LLC-PK1 and MA104 monolayers express human P-gp upon transduction with BacMam baculovirus. (A) Flow cytometry histograms showing recombinant P-gp expression and ability to transport calcein-AM (CaAM) in the presence and absence of TQR (1 μM) in MA104, LLC-PK1, Caco-2, and MDCK cell lines. (B) Western blot analysis showing recombinant P-gp expression in Caco-2, MDCK, LLC-PK1, and MA104 cells. BacMam-Pgp virus was transduced to the polarized cells via the apical membrane [A] and via the basolateral membranes [B]. Na+/K+- ATPase was used as a loading control. (C) Microscopic images showing recombinant GFP expression in LLC-PK1, MDCK, and MA104 cell monolayers.
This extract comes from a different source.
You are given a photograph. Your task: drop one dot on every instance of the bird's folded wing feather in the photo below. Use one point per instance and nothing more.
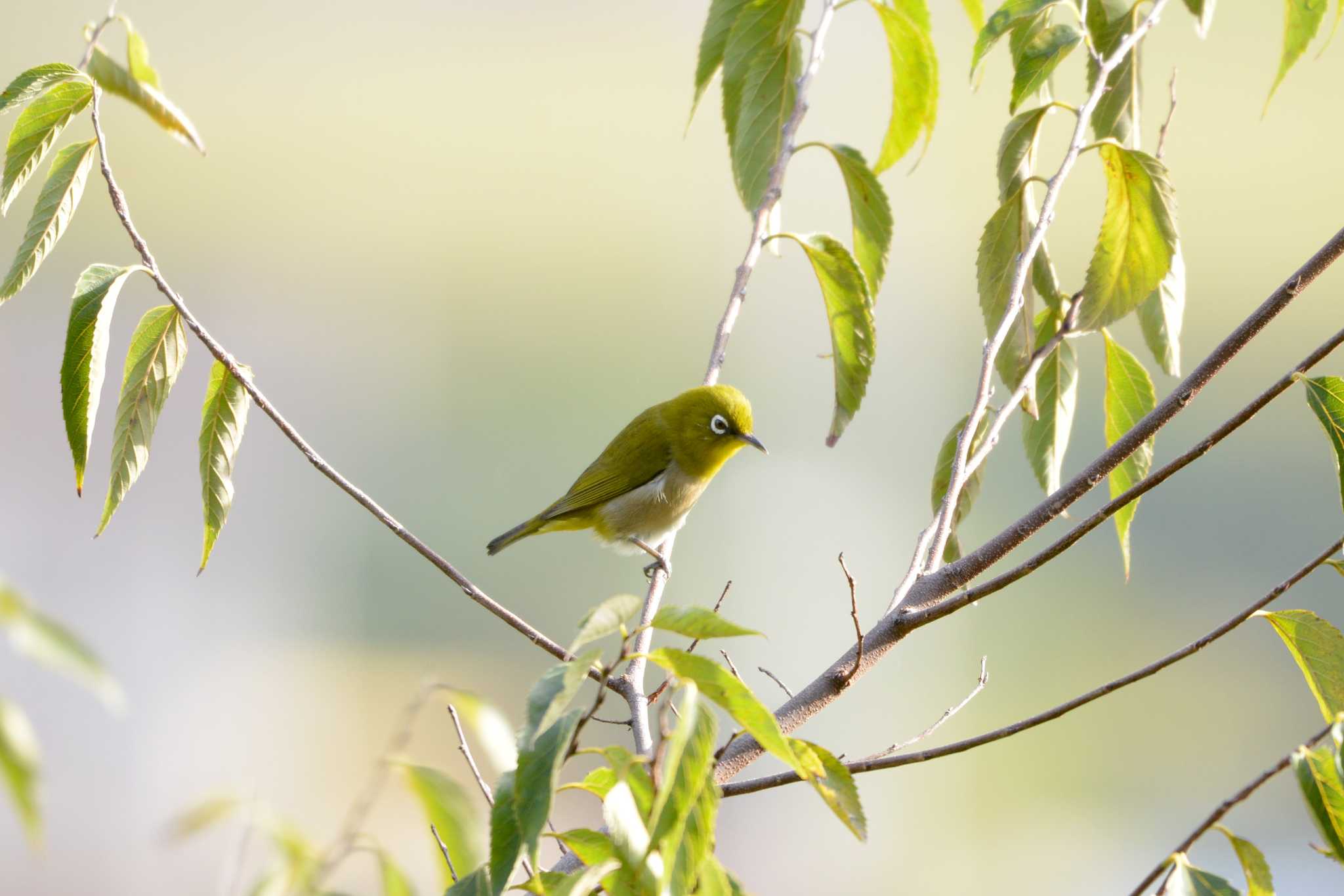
(635, 457)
Nuclear staining by DAPI (blue) in each cell line is also shown. (D) Flow cytometry histograms showing P-gp expression levels in BacMam-Pgp–transduced LLC-PK1 cells (black line) and LLC-MDR-WT cells (gray line). LLC-PK1 cells were used as a control (gray filled histogram). (E) Expression of recombinant P-gp by BacMam is influenced by BacMam virus to cell ratio. LLC-PK1 cells were transduced with BacMam virus on the apical and basolateral membranes with MOI 23 and MOI 46. Western blot analysis showing the level of P-gp expression. Short and long exposures are shown. LLC-PK1 cells and LLC-MDR-WT cells were used as negative and positive controls, respectively. (F) Exogenous ABCB1 mRNA expression is influenced by BacMam virus concentration. Bar graph showing the expression of recombinant human P-gp in the BacMam transduced cells relative to the LLC-MDR-WT cells. Glyceraldehyde-3-phosphate dehydrogenase was used as an endogenous gene control. (G) Table summarizing cell monolayers susceptible to transduction with BacMam baculovirus.